The US government closures and weak employment reports have pushed digital asset investment products into the strongest weekly influx on record.
Crypto investment products attracted $5.95 billion inflows last week, pushing their managed total assets (AUM) to an all-time high of $245 billion, according to the latest Coinshares report.
The rally did not emerge from retail excitement or online speculation. Instead, it comes from macroeconomic unrest following US government shutdowns and disappointing employment data.
Investors appeared to interpret both the warning signs of the country’s fiscal resilience and the policy direction of the Federal Reserve.
James Butterfill, research director at Coinshares, explained that the influx reflects recent rate cuts by the Federal Open Market Committee and delayed investors’ response to current US government events.
According to him:
“We believe this is due to a delayed response to FOMC’s interest rate cuts, which was exacerbated by very weak employment data, as demonstrated by concerns about the US government’s stability following the release of ADP salary on Wednesday and closures.”
This has created a wave of capital evacuation in assets that are perceived as both liquid and elastic.
Coinshares’ report suggests that investors appear to be treating digital assets not as speculative theatre, but as macrohedging instruments in response to financial turbulence and liquidity changes.
Bitcoin is watching the strongest week
As expected, Bitcoin absorbed most of last week’s influx, earning a record $3.55 billion in fresh capital. This is the strongest week in history.

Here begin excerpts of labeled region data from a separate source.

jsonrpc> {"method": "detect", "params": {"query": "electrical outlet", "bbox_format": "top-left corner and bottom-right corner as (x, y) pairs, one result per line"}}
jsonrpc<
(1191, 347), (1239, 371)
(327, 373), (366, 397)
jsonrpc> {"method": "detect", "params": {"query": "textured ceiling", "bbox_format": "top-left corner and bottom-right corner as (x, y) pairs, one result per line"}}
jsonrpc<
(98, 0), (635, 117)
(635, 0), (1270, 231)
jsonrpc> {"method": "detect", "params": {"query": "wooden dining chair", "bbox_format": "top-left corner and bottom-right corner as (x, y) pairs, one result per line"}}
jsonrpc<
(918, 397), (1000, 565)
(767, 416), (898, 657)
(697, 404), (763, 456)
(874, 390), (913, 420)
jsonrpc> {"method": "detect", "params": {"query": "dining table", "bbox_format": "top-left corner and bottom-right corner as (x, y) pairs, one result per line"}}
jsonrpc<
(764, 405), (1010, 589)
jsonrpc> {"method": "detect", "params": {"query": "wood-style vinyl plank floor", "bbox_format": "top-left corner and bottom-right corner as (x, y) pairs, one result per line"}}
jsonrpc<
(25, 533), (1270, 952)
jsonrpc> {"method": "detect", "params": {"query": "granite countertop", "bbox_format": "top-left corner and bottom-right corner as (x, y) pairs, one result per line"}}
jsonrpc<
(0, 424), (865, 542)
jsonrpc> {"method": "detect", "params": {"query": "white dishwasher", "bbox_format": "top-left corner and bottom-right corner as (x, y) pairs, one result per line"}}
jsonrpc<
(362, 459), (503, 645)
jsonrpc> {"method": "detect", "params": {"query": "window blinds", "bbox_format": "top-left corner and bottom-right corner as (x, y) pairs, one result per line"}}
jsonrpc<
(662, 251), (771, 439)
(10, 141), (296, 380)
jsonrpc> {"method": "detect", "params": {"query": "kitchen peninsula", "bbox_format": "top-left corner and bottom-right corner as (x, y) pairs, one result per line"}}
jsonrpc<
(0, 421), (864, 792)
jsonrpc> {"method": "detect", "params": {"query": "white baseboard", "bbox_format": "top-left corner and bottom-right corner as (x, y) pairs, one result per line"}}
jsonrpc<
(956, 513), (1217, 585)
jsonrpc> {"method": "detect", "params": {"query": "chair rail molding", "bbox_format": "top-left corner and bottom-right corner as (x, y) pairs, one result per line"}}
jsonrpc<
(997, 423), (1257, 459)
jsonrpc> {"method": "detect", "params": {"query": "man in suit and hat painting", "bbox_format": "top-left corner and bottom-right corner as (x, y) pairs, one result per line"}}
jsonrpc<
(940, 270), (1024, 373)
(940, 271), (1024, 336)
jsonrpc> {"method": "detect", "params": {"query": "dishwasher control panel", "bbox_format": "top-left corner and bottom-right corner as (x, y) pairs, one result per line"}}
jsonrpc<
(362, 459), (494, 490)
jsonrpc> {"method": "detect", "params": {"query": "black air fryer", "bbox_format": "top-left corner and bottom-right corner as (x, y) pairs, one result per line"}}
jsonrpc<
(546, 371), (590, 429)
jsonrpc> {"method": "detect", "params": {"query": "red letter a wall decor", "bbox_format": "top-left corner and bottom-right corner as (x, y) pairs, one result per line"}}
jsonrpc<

In particular, 12 US-based Bitcoin ETF providers, including BlackRock, accounted for about $3.2 billion of that total.

Conversely, short Bitcoin products didn’t see the flow of the week. BTC prices reached new all-time highs of over $125,000 over the weekend.
The move highlights the enduring role of Bitcoin as a liquidity anchor in the market and the hedge of preferences in uncertain times.
Ethereum and Solana lead to influx
Ethereum also turned the corner during the period.
After weeks of redemption, assets withdrawn $1.48 billion in new capital, increasing the previous year’s total to $13.7 billion. In particular, this is almost tripled the total inflow last year.


At the same time, the Solana-centric fund reached an all-time high of $706.5 million, pushing the 2025 tally to $2.855 billion, while XRP saw $229.4 million in forecasts for new spot investment products.
These influxes indicate that the crypto market is no longer responding to hype, but are responding to macro signals, including liquidity trends, rate policies and institutional sentiment.